Atelophobia: the fear of imperfection, of not being good enough.
Today was great so why do I still feel like a worthless piece of shit? I worry more and more about weather or not I am going to kill myself. I no longer have a happy place to take me away from myself for a while. I feel it is almost necessary now to do it sense everyone is expecting me to. But the secret is I don’t want to die, I want to be happy. I want to wake up in the mornings with a smile and for the voice in my head to point out what I am doing right. Life without me wouldn’t become better but it won’t get worse. I am a burden with my problems to the people around me and a cold, hard *****. Im always pointing out flaws in other people. The cuts are getting deeper and life is only getting harder. I have done everything recommended to me, one pill a day, list of good qualities.
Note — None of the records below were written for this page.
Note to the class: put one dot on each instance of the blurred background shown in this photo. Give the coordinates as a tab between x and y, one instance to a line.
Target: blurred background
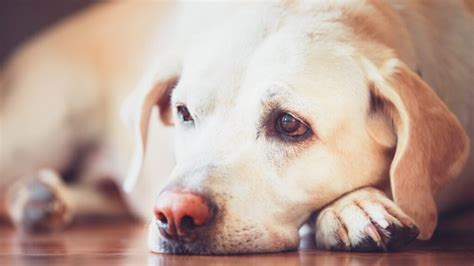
20	19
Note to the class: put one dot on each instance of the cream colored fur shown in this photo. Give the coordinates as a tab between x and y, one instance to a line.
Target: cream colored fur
349	68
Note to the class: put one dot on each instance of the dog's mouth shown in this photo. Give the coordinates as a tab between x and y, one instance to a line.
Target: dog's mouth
230	242
200	247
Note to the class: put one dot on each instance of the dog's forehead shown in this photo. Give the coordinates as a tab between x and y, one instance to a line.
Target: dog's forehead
246	55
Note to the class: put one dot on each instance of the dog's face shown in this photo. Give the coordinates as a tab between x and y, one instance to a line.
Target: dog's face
270	128
271	124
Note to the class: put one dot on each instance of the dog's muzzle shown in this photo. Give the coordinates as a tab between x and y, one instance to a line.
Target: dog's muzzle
183	216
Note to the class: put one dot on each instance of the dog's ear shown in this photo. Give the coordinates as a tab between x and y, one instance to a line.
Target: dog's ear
431	145
152	92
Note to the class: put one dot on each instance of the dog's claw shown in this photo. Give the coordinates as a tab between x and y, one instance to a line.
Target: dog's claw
364	222
36	206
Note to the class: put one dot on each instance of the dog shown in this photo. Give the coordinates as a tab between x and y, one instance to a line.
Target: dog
356	113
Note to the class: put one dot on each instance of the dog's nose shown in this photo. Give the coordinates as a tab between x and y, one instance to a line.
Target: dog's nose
180	214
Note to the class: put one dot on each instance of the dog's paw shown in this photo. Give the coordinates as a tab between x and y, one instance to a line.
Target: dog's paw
37	204
364	220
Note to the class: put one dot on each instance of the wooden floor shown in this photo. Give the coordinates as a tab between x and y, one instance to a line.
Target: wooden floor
124	244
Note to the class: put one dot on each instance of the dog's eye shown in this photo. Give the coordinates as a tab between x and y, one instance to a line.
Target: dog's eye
184	113
291	127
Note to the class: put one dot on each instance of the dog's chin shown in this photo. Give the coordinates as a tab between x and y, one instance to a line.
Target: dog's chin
159	244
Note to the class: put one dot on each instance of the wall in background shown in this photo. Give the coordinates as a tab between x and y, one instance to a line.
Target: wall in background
20	19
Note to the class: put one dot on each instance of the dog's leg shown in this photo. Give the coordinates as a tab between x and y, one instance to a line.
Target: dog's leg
364	220
45	203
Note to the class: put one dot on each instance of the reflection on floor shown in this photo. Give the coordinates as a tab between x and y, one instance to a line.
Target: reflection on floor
123	243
I do pop the pills and sometimes if I take more than the one I feel human again between the parts of throwing the past meal up. Everyone is leaving me. My mom has a new family, Taylor never needed me, Adrienne got the one guy I ever really wanted, Jaci has Franky. And I , I have a therapist and my thoughts. Lately, I have been picturing what my friends would do if I did leave. I know he would laugh, some would cry, and one might come with me. But most said they had no idea it was coming, if they really knew the real me they would understand that no one wants an escape more than I do. I have no real reason to feel this way, all I know is that I do and it is complete shit.
2 comments
At least, you have had a great day. I can’t remember the last time I had one 🙁
I am truly sorry. No one deserves the shit that we are going through. My problems are too petty for me to even worry about. But sometimes its real deep shit. Lately, I feel as if I have been sabotaging my own self due to how low of a self esteem I have. Great days are mixing with the bad days and I can’t tell the difference. I look in the mirror and I am not at all who I thought I was. I feel like I’m not even supposed to be alive. I don’t even know you, but I think you deserve to have only happy days now until forever. Good luck on your journey through this almost infinite hell. We just have to get through the bad before we can even taste a piece of the good.